Battle Damage Assessment
Fratricide Prevention
Deployment Planning and
Execution Reserve Mobilization
Coalition Information Sharing
I will be glad to address
these specific categories and the
capabilities they contain in a discussion
with the Committee, some of which may
require a classified discussion in a closed
hearing.
Beyond the previously
discussed issues associated with the
categories noted above, we have also
determined three general insights to future
concepts that require our continued
examination and experimentation to define
and clarify.

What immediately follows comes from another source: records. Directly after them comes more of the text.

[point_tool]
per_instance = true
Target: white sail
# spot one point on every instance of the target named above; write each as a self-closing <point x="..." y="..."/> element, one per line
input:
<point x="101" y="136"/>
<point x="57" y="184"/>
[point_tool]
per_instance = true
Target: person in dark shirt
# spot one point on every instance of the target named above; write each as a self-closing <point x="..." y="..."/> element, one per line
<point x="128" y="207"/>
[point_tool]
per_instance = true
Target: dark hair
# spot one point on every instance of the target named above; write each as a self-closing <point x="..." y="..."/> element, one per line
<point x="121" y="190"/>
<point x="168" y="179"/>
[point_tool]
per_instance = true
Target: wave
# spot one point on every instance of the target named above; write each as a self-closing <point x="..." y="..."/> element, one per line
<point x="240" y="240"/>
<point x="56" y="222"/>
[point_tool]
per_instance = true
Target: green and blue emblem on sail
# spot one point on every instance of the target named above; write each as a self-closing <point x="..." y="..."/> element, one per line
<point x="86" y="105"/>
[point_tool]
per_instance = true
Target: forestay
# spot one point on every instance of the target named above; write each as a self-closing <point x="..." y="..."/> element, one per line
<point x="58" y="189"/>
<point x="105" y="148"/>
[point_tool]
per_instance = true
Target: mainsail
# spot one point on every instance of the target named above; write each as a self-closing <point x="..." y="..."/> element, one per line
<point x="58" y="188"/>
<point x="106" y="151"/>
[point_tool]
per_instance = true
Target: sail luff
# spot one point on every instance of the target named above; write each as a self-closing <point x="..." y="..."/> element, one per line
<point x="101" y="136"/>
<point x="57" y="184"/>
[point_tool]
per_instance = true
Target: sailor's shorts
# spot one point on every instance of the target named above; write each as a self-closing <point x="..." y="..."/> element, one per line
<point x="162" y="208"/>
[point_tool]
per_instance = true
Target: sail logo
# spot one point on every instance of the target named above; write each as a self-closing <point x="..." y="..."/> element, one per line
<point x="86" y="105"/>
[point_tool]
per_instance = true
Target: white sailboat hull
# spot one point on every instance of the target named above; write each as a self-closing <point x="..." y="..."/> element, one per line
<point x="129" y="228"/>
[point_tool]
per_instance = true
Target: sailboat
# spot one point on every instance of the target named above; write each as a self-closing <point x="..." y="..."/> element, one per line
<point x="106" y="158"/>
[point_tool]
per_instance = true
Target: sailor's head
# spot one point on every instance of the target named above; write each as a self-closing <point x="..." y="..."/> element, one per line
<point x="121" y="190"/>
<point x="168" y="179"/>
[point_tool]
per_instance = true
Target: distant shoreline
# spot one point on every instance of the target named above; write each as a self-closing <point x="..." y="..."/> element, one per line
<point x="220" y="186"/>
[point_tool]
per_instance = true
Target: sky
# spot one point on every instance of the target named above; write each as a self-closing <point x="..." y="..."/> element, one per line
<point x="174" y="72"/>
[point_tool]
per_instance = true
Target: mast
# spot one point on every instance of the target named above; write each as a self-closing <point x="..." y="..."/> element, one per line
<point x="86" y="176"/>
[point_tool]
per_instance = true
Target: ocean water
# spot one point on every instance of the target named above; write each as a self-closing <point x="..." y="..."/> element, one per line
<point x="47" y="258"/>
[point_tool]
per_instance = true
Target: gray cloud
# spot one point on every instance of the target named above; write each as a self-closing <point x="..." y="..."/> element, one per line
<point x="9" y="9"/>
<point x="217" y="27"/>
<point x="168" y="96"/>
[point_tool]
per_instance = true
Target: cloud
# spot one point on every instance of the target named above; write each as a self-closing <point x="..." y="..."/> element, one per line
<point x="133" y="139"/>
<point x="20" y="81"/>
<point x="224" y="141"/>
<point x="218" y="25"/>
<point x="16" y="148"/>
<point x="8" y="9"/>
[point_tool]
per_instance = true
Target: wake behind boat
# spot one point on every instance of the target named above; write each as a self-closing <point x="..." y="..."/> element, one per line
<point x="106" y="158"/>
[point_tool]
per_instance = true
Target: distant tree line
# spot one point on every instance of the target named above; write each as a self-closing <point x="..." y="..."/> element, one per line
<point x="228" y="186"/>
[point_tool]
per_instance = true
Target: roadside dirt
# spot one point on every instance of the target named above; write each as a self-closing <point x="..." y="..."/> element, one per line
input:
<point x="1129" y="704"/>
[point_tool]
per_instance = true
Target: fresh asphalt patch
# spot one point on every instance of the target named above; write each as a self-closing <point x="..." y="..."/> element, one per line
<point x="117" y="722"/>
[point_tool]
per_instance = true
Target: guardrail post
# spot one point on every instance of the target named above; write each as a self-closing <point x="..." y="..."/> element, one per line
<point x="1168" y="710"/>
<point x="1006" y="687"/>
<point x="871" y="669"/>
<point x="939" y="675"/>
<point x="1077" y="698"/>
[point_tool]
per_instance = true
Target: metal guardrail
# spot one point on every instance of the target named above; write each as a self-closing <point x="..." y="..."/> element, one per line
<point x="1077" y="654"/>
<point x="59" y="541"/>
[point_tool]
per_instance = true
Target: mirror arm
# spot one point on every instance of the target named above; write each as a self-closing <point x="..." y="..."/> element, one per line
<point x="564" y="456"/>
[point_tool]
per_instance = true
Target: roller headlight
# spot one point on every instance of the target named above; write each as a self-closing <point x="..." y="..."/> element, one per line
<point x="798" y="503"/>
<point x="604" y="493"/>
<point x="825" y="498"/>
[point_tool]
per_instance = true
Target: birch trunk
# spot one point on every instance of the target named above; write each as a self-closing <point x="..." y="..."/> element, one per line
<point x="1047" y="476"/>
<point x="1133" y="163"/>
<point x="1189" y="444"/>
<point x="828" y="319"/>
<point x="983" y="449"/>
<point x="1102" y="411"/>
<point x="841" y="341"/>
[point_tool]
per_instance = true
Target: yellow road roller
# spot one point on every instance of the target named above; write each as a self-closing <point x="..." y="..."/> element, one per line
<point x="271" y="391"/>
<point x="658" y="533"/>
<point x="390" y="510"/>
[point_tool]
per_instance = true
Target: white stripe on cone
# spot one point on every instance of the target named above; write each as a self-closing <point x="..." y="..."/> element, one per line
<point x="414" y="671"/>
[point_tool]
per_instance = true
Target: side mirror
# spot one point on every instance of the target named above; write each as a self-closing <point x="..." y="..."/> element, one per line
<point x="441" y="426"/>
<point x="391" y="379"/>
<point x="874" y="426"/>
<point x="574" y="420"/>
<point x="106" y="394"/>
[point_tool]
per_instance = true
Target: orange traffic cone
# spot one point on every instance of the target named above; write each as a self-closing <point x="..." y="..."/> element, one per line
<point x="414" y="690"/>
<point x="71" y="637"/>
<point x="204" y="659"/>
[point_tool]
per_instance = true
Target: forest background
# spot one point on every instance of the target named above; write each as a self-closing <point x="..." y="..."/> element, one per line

These insights to future
concepts include:
1.
The Emerging
Battlespace
2.
Knowledge-Enabled Warfare
3.
Effects-Based
Operations
Joint Lessons
Learned Way Ahead
Although the formal Joint
Lessons Learned report on Major Combat
Operations is currently being drafted, Joint
Forces Command is already turning its
preliminary impressions into focused
recommendations that are being vetted
extensively with our partners in the joint,
interagency and multinational communities.
In summary, Joint Forces
Command, in close partnership with the
Services, Defense Agencies, Combatant
Commanders, the Office of the Secretary of
Defense, the Joint Staff and the Interagency
and Multinational communities, is working to
turn "lessons learned" into "lessons acted
upon." As appropriate, we intend to work
collectively to make comprehensive changes
to our doctrinal approaches and tactics; to
streamline our organizations; to establish
new and innovative training methods and
systems; to create new educational
curriculums to develop new skills for a new
era; to develop a shared understanding of
the future fight; and, acquire the right
capabilities at the right time for the right
reasons. These actions, we believe, will
help ensure an ever-transforming dominant
joint force.
Mr. Chairman, distinguished
members of the Committee, thank you again
for the opportunity to testify today, and
for your continuing support for all the men
and women of our Armed Forces. I look
forward to answering your questions.